The peg holes in the legs are really for screws that will
get run into the plywood sides. To that
end I need to drill countersunk pilot holes centered in them. The drill press with a fence is used for
centering the bit in the existing peg hole.
A depth stop controls the countersinks depth so all the holes are a
consistent depth.
Here is what they look like finished.
The bottom rails need the bottom profile cut. To make sure the rail’s left and right sides
are a mirror image I started with taking the dimensioned plan then transferred
it to a ½” thick piece of MDF. However,
once drawn the arcs beginning and ending transitions looked a little stiff to
me. A few minor adjustments made the
full size MDF layout look better.
My next step is to cut out the MDF pattern. Not surprising once cut out the transitions
still did not look right. Making little
tweaks using a disk and drum sander I beat it into submission and finally got a
nice flowing profile. With the pattern
complete I traced its outline onto the rail then flipped it and did the other
end.
A trip to the bandsaw cutting about 1/16” outside the line and most
of the excess material gets removed. The
curves are pretty rough since the bandsaw has a ½” blade on it and does not
make very tight curves.
Using the disk sander to clean up the angled edge between
the end and the arcs is pretty easy as is using the oscillating drum sander to
clean up the arcs and their transitions.
What is not so easy is to get a flat and square surface between the arcs
that are parallel to the top edge of the rail.
Most of the power tools are not to good working in a recess or will not
give me the straight edge I want.
Neither will any of the hand tools I have access to. What I ended up using is the oscillating drum
sander with a very coarse sanding sleeve and my 4’ level as a straight edge
clamped to the sander’s table. Process
is to set level so drum takes just a little off then run the rail back and
forth against the drum until the bottom of the rail rides against the
level. Making slight additional
adjustments to the level allows me to sneak up to the line to get a good smooth
straight edge. When it looks good a
little hand sanding gets rid of the rough drum sanded surface. This piece will act as my pattern for the
other three rails that need to match.
To use the pattern the first step is to clamp it to the
rail blank so the ends and edges are flush then mark the profile with a pencil.
From there it’s back to the bandsaw to cut away most of
the waste.
When that’s done the pattern is placed face down on the
work bench with the bandsawn blank face down on top of it. The ends are aligned flush and a router with
a ball bearing trim bit is used to make an exact match of the pattern profile. The top photo shows the setup where I have
started routing from the left and made it about 1/3 of the way across the
recessed flat. Bottom photo shows a
closer look. You can see better here how
when the ball bearing on the bottom of the router bit runs along the pattern
the carbide cutting edge of the bit follows cleaning up the bandsawn edge and
matches the pattern’s profile. Once the
routing is done a little light sanding cleans up any roughness and the piece is
done.
Repeat the process three more times and all four of the
bottom rails are done.
One last detail on the back legs needs to be taken care
of. When I cut the groove for the back
panel it ran the full length of the leg.
The short section of the groove running from the leg end to the start of
the tenon will be open so I need to cut a small plug about ¼”x ½” then glue it
in the groove. Here are the top and
bottom ends of the leg showing what I mean.

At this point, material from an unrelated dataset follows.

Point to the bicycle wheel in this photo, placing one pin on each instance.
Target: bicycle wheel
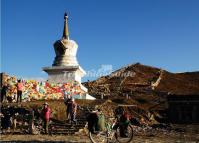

After a blank is made to fit the thickness and just a little
taller than the groove, I just need to cut it to length. Rather than use a pencil I like a marking knife
for its precision.
Once marked the plug is cut to length on the chop
saw. Below you can see how the marked
line is set right at the saw cut edge in the fence.
Next the plugs are glued and clamped in place. I let them cure overnight and the next day
all that’s required is a little work with a small hand plane and some light
sanding to bring the plugs flush with the face of the leg. Here you can see how they look when done.
With the legs and rails completed (I think) working on
the top is next. Taking out the pieces
that have been setting for quite some time I checked them for any movement and
surprisingly given the way this group of Oak has moved around they were all
flat, square and true. As the top is
going to be roughly 17” wide I will have to glue it up out of three
pieces. Here is what the test clamping
looked like once I got the boards selected and matched for grain and color
flow. I also checked the joints to make
sure they matched up with no gaps.
Next is to glue up the first joint and clamp it. The clamps along the joint are to minimize
any mis-alignment that could sneak in during the clamping. I could have glued up all three pieces at
once but wanted to take my time in making sure the faces of the joint are as
closely matched as possible. The better
they match the less work and time I will have to spend flattening the blank.